Fighting against duplicated images
With this post I start a new category “Behind the magic“, where I will be giving some details about the VisualizeUs internals.
One of the first things I noticed when I released VisualizeUs (almost 9 months ago now… woa!), was the duplicity of posted images. Some person found a fancy image in a site, and posted it to her account; when some other found the same image in another web, and posted it too. Both files are the same image, but have different addresses so there’s no easy way to identify them as the same image. That happens a lot when people post from sites like ffffound, flickr, and so on. And in fact, is one of the things I most hate when browsing ffffound as spectator.
Here’s one clear example, just check out the number of reference urls. Without a system to control the duplicates, that would be mean six times the same image repeated.

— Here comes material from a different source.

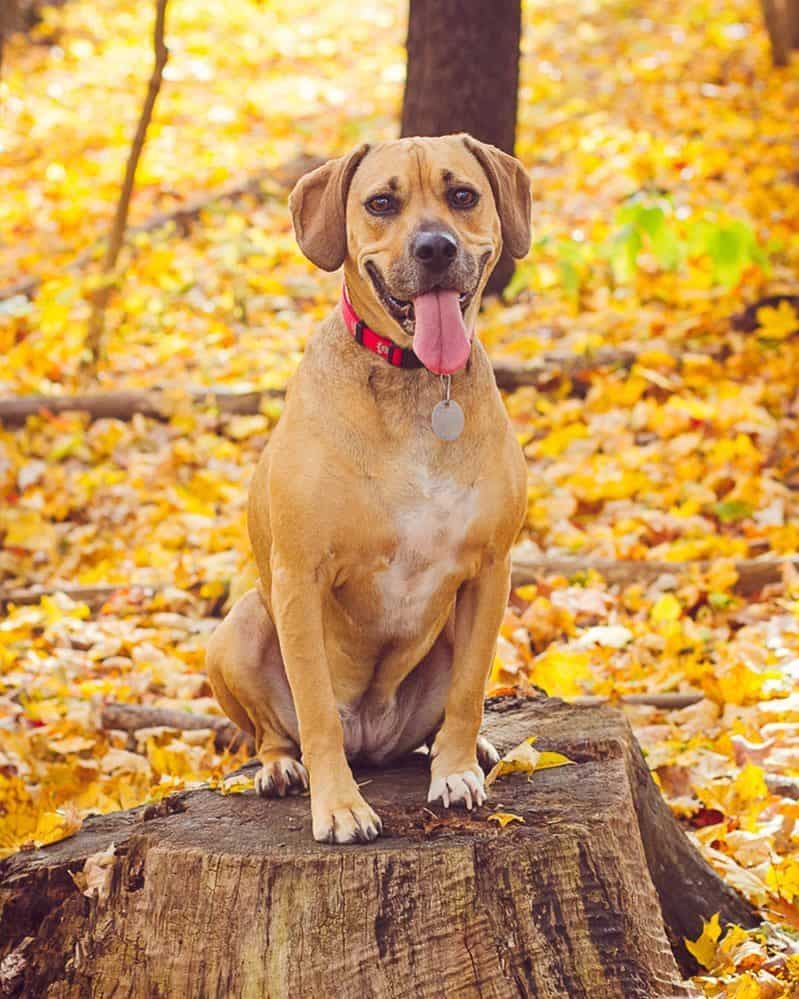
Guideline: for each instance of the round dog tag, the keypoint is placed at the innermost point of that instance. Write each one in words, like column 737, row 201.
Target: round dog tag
column 447, row 420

So… how to deal with it? The approach of a lot of sites with this problem is… non-existant :D No, really, it’s a hard battle to fight, and probably it’s one you will never win (unless you have a lot of money like the Digg guys and can borrow some fancy image recognition technology to deal with it :P). So the most usual approach is “why bother”, which, I should say seems now pretty logic for me.
I still don’t know why I started to dealing with this duplicate issue, but for me it was clear that displaying repeated results wasn’t very good to the spectator (fool of me!). So, I started to mark duplicated pictures, simply based on my own visual memory recall. As you can guess, that was a tough, time-wasting, painful task, and even more, not very productive (although I exercise my visual memory as some sort of Brain Training game!).

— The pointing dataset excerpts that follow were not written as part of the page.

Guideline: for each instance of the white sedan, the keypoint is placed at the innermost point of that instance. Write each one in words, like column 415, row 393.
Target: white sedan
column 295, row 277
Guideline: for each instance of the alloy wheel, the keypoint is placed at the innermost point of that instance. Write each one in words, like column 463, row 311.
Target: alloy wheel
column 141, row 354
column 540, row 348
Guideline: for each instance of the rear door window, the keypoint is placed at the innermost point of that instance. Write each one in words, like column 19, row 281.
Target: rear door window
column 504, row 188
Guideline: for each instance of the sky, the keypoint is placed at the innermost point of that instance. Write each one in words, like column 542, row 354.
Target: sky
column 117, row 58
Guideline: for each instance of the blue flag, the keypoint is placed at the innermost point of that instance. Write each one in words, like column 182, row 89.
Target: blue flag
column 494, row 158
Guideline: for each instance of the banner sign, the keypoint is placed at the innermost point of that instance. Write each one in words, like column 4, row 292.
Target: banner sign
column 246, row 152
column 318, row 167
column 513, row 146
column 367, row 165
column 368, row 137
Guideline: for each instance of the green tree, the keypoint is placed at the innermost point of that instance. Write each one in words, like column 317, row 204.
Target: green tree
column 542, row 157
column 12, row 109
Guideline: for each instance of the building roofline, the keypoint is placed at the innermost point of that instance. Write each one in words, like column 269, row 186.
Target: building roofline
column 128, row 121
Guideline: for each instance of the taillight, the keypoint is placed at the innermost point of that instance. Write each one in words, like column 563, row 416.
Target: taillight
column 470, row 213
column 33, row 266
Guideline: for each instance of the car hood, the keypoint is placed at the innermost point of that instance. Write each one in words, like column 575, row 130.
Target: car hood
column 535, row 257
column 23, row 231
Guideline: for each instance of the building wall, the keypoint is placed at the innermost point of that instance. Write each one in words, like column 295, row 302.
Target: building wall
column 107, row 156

After some deep research on different approaches to make it painless and more efficient, I finally came up with an algorithm based on color analysis of the images. It’s not a silver bullet, but it does pretty well the job. Basically, it gets a 3×3 color matrix from each image, and given a threshold, compares it with the rest of images. Unfortunately, it wasn’t that easy and I had to tweak things a lot to make it useful. Things like borders, different crops, texts embedded, different quality files and so on, do not help. Of course it’s not an automated process and it requires human intervention but it helps a lot when finding possible duplicate candidates.

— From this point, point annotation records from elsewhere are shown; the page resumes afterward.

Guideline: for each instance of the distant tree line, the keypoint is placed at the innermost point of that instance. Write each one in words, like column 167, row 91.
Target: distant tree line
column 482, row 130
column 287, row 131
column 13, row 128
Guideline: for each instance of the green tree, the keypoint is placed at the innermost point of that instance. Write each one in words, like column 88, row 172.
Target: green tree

With all that said, don’t think that you won’t find a single image duplicated in the site. I wish, but unfortunately that’s near to impossible. But at least, I hope that minimizing the number of duplicates will help to improve the VisualizeUs experience for all, when browsing and watching tons of pictures. To give you an idea, there are about 70K images posted till now, and among them 50K are “unique” where 20K have been found duplicated or posted from the VisualizeUs “i like it” link.